Thursday, June 9, 2011

An unusual experiment

Just before I left for Singapore and Malaysia, I had a PET-CT scan, my 5th in two years. A clear "18-F Glucose avid" bright spot was apparent on the right anterior wall of the upper abdominal cavity, unambiguoulsy indicating a 1.4 cm tumour confirmed in the CT scan. There was also a suspicious 0.7 cm diameter dark spot in the lower right lung lobe, apparent in the CT, but not in the PET. This could also be a tumour. My latest CEA had risen again, this time to 16.6 ng/ml. It is clear that the cancer has indeed returned.

A number of options were discussed with my Wellington oncologist, Andy Simpson, given the limited drug strategies available. In short, all that is left, for FDA approved treatments, is the Avastin-irinotecan-capecitabine regime which had some effect in 2010. We are hopeful that this may provide some respite (it cannot cure) at some time in the future, provided that my cancer cells have not evolved to be immune to these drugs. The question is "when does one hit the cancer?" In metastatic disease, where management rather than a cure is sought, it is not necessarily obvious that one hits early. And so, we have settled on a "wait and see" period, allowing me to travel to the UK in early July to spend time with my family there. Miang and I had originally planned to return in late October. However, a more likely target might be late August, allowing me to begin treatment on my return.

Andy is very wise and welcomes other opinions. Indeed he sought that of Richard Isaacs, my Palmerston North private oncologist, who supported the "wait and see" strategy. I did my own second consultation with a top Johns Hopkins oncologist at their Singapore international centre. He concurred, and indeed could not fault the entire treatment strategy to date.

There is a hopeful scenario, one so optimistic as to stretch the limits of credulity, and it goes something like this. The lung spot is an artifact, perhaps a fungal infection. The upper abdominal tumour is the sole tumour left after the peritonectomy. And over the next few months that tumour may grow locally but doesn't spread. Now, if you believe all that you are probably someone who buys lottery tickets in the hope of a win. But suppose, for the sake of it, we win that lottery. Then surgical excision removes the last remaining cancer and I am cured.

OK, let's take a reality check at this point! I have had metastatic cancer and, despite the brilliance of the peritonectomy surgeons, it is most likely that in addition to my singular evident tumour, cancer cells lurk in multiple sites in anticipation of future multiplication and angiogenesis.

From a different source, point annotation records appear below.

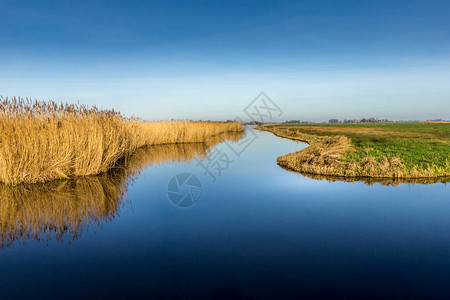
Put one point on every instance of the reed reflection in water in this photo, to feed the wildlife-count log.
(61, 210)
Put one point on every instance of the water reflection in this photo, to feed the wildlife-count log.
(373, 180)
(61, 210)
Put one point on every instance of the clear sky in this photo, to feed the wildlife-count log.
(208, 59)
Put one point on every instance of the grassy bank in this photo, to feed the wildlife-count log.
(396, 150)
(64, 209)
(46, 141)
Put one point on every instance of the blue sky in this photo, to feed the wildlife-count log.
(209, 59)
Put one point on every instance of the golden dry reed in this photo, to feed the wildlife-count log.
(62, 210)
(323, 157)
(44, 141)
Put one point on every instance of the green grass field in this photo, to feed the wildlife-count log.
(417, 145)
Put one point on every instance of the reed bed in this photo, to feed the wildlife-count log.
(332, 151)
(45, 141)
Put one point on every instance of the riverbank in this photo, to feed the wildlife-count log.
(45, 141)
(382, 150)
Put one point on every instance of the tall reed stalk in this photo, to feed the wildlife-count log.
(44, 141)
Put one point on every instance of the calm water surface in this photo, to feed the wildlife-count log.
(257, 232)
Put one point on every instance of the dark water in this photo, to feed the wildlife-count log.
(257, 232)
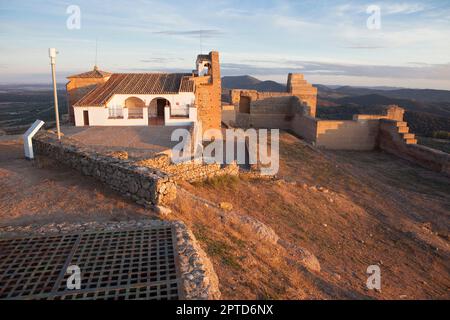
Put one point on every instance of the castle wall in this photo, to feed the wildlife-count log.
(299, 87)
(347, 134)
(392, 141)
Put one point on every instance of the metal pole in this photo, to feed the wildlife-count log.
(52, 54)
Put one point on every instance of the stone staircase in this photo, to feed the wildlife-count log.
(403, 131)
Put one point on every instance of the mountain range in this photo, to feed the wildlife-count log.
(427, 110)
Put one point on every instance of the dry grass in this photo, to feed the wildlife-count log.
(359, 222)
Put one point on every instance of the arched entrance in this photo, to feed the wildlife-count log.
(156, 111)
(135, 108)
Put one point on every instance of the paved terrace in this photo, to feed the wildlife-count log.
(139, 142)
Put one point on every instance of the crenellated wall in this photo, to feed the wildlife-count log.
(393, 141)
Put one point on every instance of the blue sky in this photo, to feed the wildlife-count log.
(328, 41)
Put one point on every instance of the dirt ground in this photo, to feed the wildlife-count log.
(45, 192)
(375, 210)
(372, 209)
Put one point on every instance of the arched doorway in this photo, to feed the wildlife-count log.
(156, 110)
(135, 108)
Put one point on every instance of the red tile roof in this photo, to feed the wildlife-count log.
(137, 83)
(95, 73)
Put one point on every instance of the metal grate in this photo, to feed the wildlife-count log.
(132, 264)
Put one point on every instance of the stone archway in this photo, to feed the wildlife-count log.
(244, 104)
(135, 108)
(156, 111)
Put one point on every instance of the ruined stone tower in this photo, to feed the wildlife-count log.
(299, 87)
(208, 90)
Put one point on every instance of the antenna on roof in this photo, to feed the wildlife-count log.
(201, 38)
(96, 52)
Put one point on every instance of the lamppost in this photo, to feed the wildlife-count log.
(52, 53)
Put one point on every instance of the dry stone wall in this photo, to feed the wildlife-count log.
(189, 171)
(142, 184)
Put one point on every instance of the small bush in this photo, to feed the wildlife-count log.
(441, 135)
(219, 182)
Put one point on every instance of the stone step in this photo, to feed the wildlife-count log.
(409, 136)
(411, 141)
(403, 129)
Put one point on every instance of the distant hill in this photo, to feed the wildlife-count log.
(251, 83)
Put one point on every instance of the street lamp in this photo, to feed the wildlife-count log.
(52, 54)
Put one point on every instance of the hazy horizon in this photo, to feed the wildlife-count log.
(328, 41)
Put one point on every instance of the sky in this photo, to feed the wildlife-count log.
(331, 42)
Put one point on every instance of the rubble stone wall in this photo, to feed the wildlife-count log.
(142, 184)
(189, 171)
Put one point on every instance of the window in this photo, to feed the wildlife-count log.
(115, 111)
(135, 108)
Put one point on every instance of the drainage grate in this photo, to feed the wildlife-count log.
(132, 264)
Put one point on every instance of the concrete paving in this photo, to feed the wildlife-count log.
(138, 141)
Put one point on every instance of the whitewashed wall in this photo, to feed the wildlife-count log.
(99, 116)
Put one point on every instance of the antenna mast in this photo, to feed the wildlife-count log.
(96, 50)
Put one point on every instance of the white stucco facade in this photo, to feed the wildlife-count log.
(182, 111)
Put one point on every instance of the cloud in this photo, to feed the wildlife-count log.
(192, 33)
(161, 60)
(402, 8)
(423, 71)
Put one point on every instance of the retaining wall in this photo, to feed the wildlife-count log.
(142, 184)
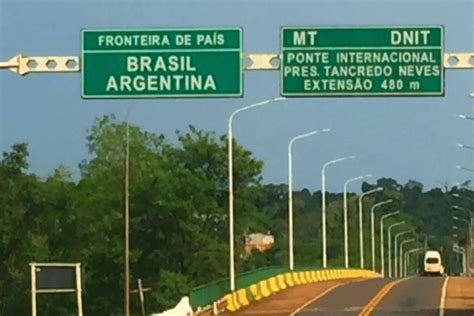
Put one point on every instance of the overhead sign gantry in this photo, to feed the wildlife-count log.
(154, 63)
(362, 61)
(314, 61)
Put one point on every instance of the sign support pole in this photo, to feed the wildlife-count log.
(33, 289)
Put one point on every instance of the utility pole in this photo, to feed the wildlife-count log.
(126, 228)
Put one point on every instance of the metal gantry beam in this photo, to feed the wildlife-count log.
(24, 65)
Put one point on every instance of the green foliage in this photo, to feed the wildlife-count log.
(179, 221)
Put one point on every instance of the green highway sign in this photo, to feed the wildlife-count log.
(362, 61)
(154, 63)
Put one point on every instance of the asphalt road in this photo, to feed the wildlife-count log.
(363, 297)
(413, 296)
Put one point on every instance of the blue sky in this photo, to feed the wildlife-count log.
(400, 137)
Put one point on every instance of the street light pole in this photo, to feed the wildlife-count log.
(382, 255)
(290, 192)
(323, 202)
(390, 259)
(407, 257)
(127, 220)
(361, 221)
(231, 185)
(395, 261)
(464, 168)
(346, 228)
(465, 146)
(462, 252)
(372, 227)
(401, 253)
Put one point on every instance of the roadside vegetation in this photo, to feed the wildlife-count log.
(179, 222)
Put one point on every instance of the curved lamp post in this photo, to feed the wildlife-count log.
(390, 258)
(361, 221)
(382, 256)
(231, 185)
(323, 202)
(403, 243)
(395, 261)
(290, 191)
(346, 229)
(372, 227)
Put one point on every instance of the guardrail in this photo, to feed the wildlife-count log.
(254, 285)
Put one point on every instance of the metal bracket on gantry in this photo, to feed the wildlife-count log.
(25, 64)
(253, 61)
(262, 61)
(460, 60)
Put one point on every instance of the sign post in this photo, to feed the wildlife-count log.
(154, 63)
(362, 61)
(50, 278)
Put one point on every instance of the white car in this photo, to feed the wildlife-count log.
(433, 264)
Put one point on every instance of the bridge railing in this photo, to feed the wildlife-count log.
(208, 293)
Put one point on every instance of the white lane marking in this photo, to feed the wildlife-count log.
(317, 297)
(443, 297)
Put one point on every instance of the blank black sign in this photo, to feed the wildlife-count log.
(55, 278)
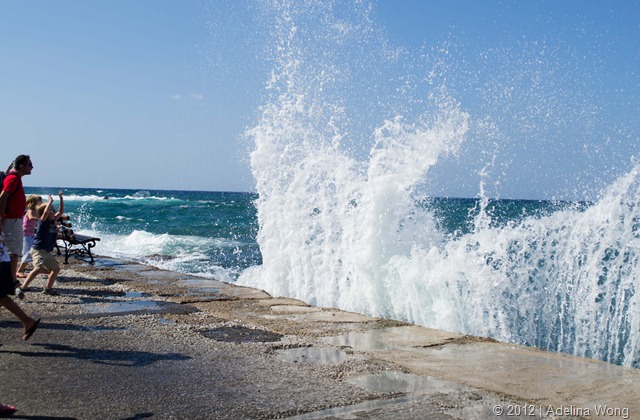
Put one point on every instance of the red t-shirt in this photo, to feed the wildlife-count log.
(17, 200)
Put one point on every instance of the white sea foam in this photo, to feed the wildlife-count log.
(340, 232)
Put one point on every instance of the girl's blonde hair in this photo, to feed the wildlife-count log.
(32, 201)
(40, 208)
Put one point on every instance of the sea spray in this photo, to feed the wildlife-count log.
(353, 233)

In that much more likely scenario I am fighting blind, hoping that my own immune system might finally wake up, despite previous failure, and surprise us all. Is there just a chance that I could give it a little help?

So what are my strengths at this phase of the contest? First, in ignorance of the scientific data, I would appear to be in rude good health. Second, I have a supreme intelligence tool, a simple, immediate and highly sensitive indicator of the presence of the cancer cells, that of the perfect-track-record CEA blood test. Third, I have a lull in the application of scientific medicine weapons during which I might try out some unproven but interesting devices. Let me be clear, I do not deviate one step from my trust in evidence-based medicine. There are only two types of medicines-those that work and those that do not, and double-blind randomized placebo-controlled trials on multiple patient cohorts can provide the definitive evidence that gives us confidence as to which class a proposed treatment belongs. Thus fails homeopathy and its soul mates.

But I am not a randomised cohort. I am Paul Callaghan, EYD7212, and I get one chance at life. And I am a scientist with my own experimental tools relevant only to me. So I can try an experiment on myself. Is there a potential drug which has some plausible physical basis of action, where safe doses are known, and whose side-effects are minimally invasive of life quality? Because if there is such a drug, why would I not try it during my chemotherapy lull, given that I have a surefire test of its efficacy?

There are two, maybe three, and ideally I would try them separately, but given my limited time window, I will try a couple simultaneously, the obvious downside being that if their combination is effective, I shall never know the true source of my salvation. But that is a downside that I, being the "n=1" that I am, will be prepared to live with, if you will excuse the pun.

I am now undertaking that experiment. Details will follow that may amuse you as much as they do me.